Thank you for the post and I am sorry to hear of your injuries and your troubles.


It would appear that your attorney is beginning to have significant concerns regarding the merits of the case and, perhaps, apprehension about trial. Slip and Fall cases are notoriously difficult and generally require that the defendant knew or should have known about the dangerous condition and performed insufficiently in their duty to remediate the situation.


That being said, attorneys' conduct is governed by the Rules of Ethics adopted in each state. For New Jersey, those ethical obligations are set forth at


Rule 1.4 addresses communication between attorney and client and, in your case, seems to be at issue. It states as follows:


RPC 1.4. Communication

  • (a) A lawyer shall fully inform a prospective client of how, when, and where the client may communicate with the lawyer.
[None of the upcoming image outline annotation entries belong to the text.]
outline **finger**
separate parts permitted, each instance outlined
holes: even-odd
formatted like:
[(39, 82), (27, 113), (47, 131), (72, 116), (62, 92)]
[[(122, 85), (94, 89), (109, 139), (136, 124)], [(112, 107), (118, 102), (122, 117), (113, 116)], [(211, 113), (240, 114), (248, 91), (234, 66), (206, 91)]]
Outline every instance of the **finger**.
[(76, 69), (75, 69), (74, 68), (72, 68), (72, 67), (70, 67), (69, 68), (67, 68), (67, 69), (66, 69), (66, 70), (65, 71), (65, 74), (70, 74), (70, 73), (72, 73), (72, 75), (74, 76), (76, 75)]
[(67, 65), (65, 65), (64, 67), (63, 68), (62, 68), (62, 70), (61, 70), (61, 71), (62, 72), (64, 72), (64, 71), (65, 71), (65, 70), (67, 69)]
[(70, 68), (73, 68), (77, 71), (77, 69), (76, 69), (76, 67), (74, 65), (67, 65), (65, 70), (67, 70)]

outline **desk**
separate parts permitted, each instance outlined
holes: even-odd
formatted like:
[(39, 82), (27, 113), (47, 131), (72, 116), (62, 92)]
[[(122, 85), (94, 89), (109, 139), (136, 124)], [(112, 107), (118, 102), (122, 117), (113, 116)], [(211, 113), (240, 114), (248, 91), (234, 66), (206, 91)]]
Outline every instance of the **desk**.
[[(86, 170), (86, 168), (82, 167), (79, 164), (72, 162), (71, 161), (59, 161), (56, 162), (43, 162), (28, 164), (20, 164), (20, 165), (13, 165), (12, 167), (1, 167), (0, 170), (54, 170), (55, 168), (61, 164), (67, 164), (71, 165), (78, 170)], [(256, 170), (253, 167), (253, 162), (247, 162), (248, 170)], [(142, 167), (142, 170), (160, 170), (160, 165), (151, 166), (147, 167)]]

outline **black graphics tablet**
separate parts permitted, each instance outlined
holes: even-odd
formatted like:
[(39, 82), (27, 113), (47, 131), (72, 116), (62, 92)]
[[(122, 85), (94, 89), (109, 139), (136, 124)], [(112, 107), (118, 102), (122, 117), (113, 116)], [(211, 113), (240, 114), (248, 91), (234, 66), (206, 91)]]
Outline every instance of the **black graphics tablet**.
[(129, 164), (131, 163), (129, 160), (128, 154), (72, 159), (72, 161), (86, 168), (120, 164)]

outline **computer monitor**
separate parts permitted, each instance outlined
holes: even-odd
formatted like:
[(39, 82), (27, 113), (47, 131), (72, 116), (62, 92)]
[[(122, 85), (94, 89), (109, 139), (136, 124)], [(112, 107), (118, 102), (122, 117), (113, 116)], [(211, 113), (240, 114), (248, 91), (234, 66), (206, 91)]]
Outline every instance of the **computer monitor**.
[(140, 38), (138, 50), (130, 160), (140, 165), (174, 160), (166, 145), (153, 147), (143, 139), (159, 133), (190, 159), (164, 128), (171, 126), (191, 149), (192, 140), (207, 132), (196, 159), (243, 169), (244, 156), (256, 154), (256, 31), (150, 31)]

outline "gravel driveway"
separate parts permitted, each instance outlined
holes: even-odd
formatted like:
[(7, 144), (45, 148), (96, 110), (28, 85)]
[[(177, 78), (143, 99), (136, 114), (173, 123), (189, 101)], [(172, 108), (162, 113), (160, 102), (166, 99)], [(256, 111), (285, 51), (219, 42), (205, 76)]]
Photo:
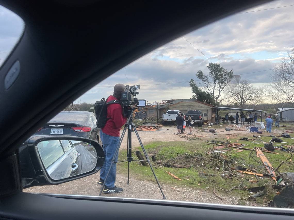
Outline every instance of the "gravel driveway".
[[(99, 173), (97, 173), (83, 178), (59, 185), (34, 187), (25, 189), (24, 191), (42, 193), (98, 196), (101, 187), (97, 184), (97, 180), (99, 179)], [(101, 196), (123, 198), (162, 199), (162, 196), (156, 182), (142, 181), (136, 180), (132, 177), (130, 177), (129, 185), (127, 185), (126, 182), (126, 176), (117, 175), (116, 185), (118, 186), (123, 188), (123, 192), (119, 193), (111, 194), (102, 193)], [(238, 204), (238, 200), (240, 199), (240, 198), (236, 197), (225, 196), (218, 193), (218, 195), (224, 199), (223, 200), (222, 200), (216, 197), (212, 192), (209, 191), (210, 189), (207, 191), (203, 190), (176, 187), (164, 184), (162, 184), (161, 185), (168, 200)], [(258, 205), (254, 202), (245, 202), (245, 203), (247, 205)]]

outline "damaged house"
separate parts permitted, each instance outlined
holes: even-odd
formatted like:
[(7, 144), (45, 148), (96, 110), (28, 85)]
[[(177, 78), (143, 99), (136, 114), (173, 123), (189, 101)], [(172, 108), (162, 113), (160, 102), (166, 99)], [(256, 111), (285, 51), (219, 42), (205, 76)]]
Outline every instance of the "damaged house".
[(282, 121), (294, 121), (294, 108), (278, 108), (277, 113)]
[(210, 120), (214, 122), (215, 107), (196, 99), (178, 99), (163, 100), (158, 103), (148, 104), (143, 108), (146, 110), (147, 116), (161, 119), (162, 115), (168, 110), (179, 110), (186, 114), (189, 110), (200, 110), (203, 115), (203, 120)]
  • (b) A lawyer shall keep a client reasonably informed about the status of a matter and promptly comply with reasonable requests for information.

  • (c) A lawyer shall explain a matter to the extent reasonably necessary to permit the client to make informed decisions regarding the representation.

  • (d) When a lawyer knows that a client expects assistance not permitted by the Rules of Professional Conduct or other law, the lawyer shall advise the client of the relevant limitations on the lawyer's conduct.

I would send a letter to the lawyer indicating that you are entitled to the information in your file and, if it is not provided, you will have to seek remedial measures. THose remedial measures may include filing a grievance.


In New Jersey, by Supreme Court rule, all grievances must be in writing and filed with the secretary of the district ethics committee for the district in which the lawyer has his or her main law office. Because there are currently 17 district ethics committees throughout the state, you are advised to telephone the Ethics/Fee Arbitration Hotline at 1-(800)-406-8594. After you enter the zip code of the attorney's office address, you will be transferred to the appropriate district ethics committee Secretary to request grievance forms.

If you have Adobe Acrobat Reader, you may print an Attorney Grievance Form. Send the original and two (2) copies to the district secretary where the attorney has an office for practice.


When you complete and file an Attorney Grievance Form, you must provide sufficient detail about the facts of your grievance such as names and addresses of all witnesses, dates, and pertinent documentation to serve as a basis for further investigation. Failure to provide important facts and copies of important documents may result in a delay in the consideration of the grievance while the documentation is obtained.



Customer: replied 7 years ago.
This is a pretty weak answer. The greivance committee!?!?! Ethics arbitration hotline?! First of all, this is New Jersey. You're talking years for a response.

I believe the attorney is hiding some kind of malfesance or incompetence. I want to get a second opinion from another attorney, before the 19th of March when the motion is scheduled to be heard. The fact that he is flat refusing to prvide me with the complete motion indicates that he is hiding something. How do I get the file from him so that I can engage another attorney for the second opinion? Is there no way to force him to give me the file?
Customer: replied 7 years ago.
This is a pretty weak answer. This is NJ, and the solutions you suggest will take months if not years to work. I have until the 19th of March when the motion to dismiss will be heard.

I believe he is hiding some kind of malfeasance or incompetence, and his flat refusal to provide me with the paperwork seems to confirm this. How do I get him to give me what I need for a second opinion, right away?

If the answer is, there is no way, I'd appreciate this more than a runaround.
Expert:  Lawmoe replied 7 years ago.

I am afraid I cannot create new ways to resolve dispuites. I can only provide information as to the ways that are available.


I understand the time constraint. That is why I suggested above as follows: "I would send a letter to the lawyer indicating that you are entitled to the information in your file and, if it is not provided, you will have to seek remedial measures. Those remedial measures may include filing a grievance."


Attorneys are often highly sensitive to potential complaints and would very rapidly respond.